用数据框中的另一列标记x轴 [英] Labeling x-axis with another column from dataframe
问题描述
我有一个数据帧,它是从正在运行的GWAS的输出中得出的.每行都是基因组中的SNP,具有染色体,位置和P.value.从这个数据帧中,我想生成一个曼哈顿图,其中x轴从Chr 1上的第一个SNP到Chr 5上的最后一个SNP,而y轴是-log10(P.value).为此,我生成了一个Index列以沿x轴以正确的顺序绘制SNP,但是,我希望x轴由染色体列而不是Index标记.不幸的是,我无法使用染色体来绘制我的x轴,因为任何给定染色体上的所有SNP都将被绘制在单列点中.
I have a dataframe derived from the output of running GWAS. Each row is a SNP in the genome, with its Chromosome, Position, and P.value. From this dataframe, I'd like to generate a Manhattan Plot where the x-axis goes from the first SNP on Chr 1 to the last SNP on Chr 5 and the y-axis is the -log10(P.value). To do this, I generated an Index column to plot the SNPs in the correct order along the x-axis, however, I would like the x-axis to be labeled by the Chromosome column instead of the Index. Unfortunately, I cannot use Chromosome to plot my x-axis because then all the SNPs on any given Chromosome would be plotted in a single column of points.
以下是可与之配合使用的示例数据框:
Here is an example dataframe to work with:
library(tidyverse)
df <- tibble(Index = seq(1, 500, by = 1),
Chromosome = rep(seq(1, 5, by = 1), each = 100),
Position = rep(seq(1, 500, by = 5), 5),
P.value = sample(seq(1e-5, 1e-2, by = 1e-5), 500, replace = TRUE))
还有我到目前为止的情节:
And the plot that I have so far:
df %>%
ggplot(aes(x = Index, y = -log10(P.value), color = as.factor(Chromosome))) +
geom_point()
我尝试使用scale_x_discrete选项,但无法找到解决方案.
I have tried playing around with the scale_x_discrete option, but haven't been able to figure out a solution.
这是我在网上找到的曼哈顿情节的一个例子.看看x轴是如何根据染色体进行标记的?那是我想要的输出.
Here is an example of a Manhattan Plot I found online. See how the x-axis is labeled according to the Chromosome? That is my desired output.
推荐答案
geom_jitter
是你的朋友:
df %>%
ggplot(aes(x = Chromosome, y = -log10(P.value), color = as.factor(Chromosome))) +
geom_jitter()
编辑给定OP的评论:
使用R底图,您可以执行以下操作:
Using base R plot, you could do:
cols = sample(colors(), length(unique(df$Chromosome)))[df$Chromosome]

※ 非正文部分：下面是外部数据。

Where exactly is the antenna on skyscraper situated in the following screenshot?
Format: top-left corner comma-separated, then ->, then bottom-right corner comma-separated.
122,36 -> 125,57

plot(df$Index, -log10(df$P.value), col=cols, xaxt="n")
axis(1, at=c(50, 150, 250, 350, 450), labels=c(1:5))
您需要为 axis
函数准确指定每个染色体标签的位置.感谢这篇帖子.
You'll need to specify exactly where you want each chromosome label to be for the axis
function. Thanks to this post.
编辑#2:
我使用 ggplot2
找到了答案.您可以使用 annotate
函数按坐标绘制点,并使用 scale_x_discrete
函数(如您建议的那样)根据染色体将标签放置在x轴上.我们还需要定义 pos
向量,以获取图的标签位置.我以每个组的 Index
列的平均值为例,但是您可以根据需要手动定义它.
I found an answer using ggplot2
. You can use the annotate
function to plot your points by coordinates, and the scale_x_discrete
function (as you suggested) to place the labels in the x axis according to chromosome. We also need to define the pos
vector to get the position of labels for the plot. I used the mean value of the Index
column for each group as an example, but you can define it by hand if you wish.
pos <- df %>%
group_by(Chromosome) %>%
summarize(avg = round(mean(Index))) %>%
pull(avg)
ggplot(df) +
annotate("point", x=df$Index, y=-log10(df$P.value),
color=as.factor(df$Chromosome)) +
scale_x_discrete(limits = pos,
labels = unique(df$Chromosome))
这篇关于用数据框中的另一列标记x轴的文章就介绍到这了,希望我们推荐的答案对大家有所帮助,也希望大家多多支持IT屋!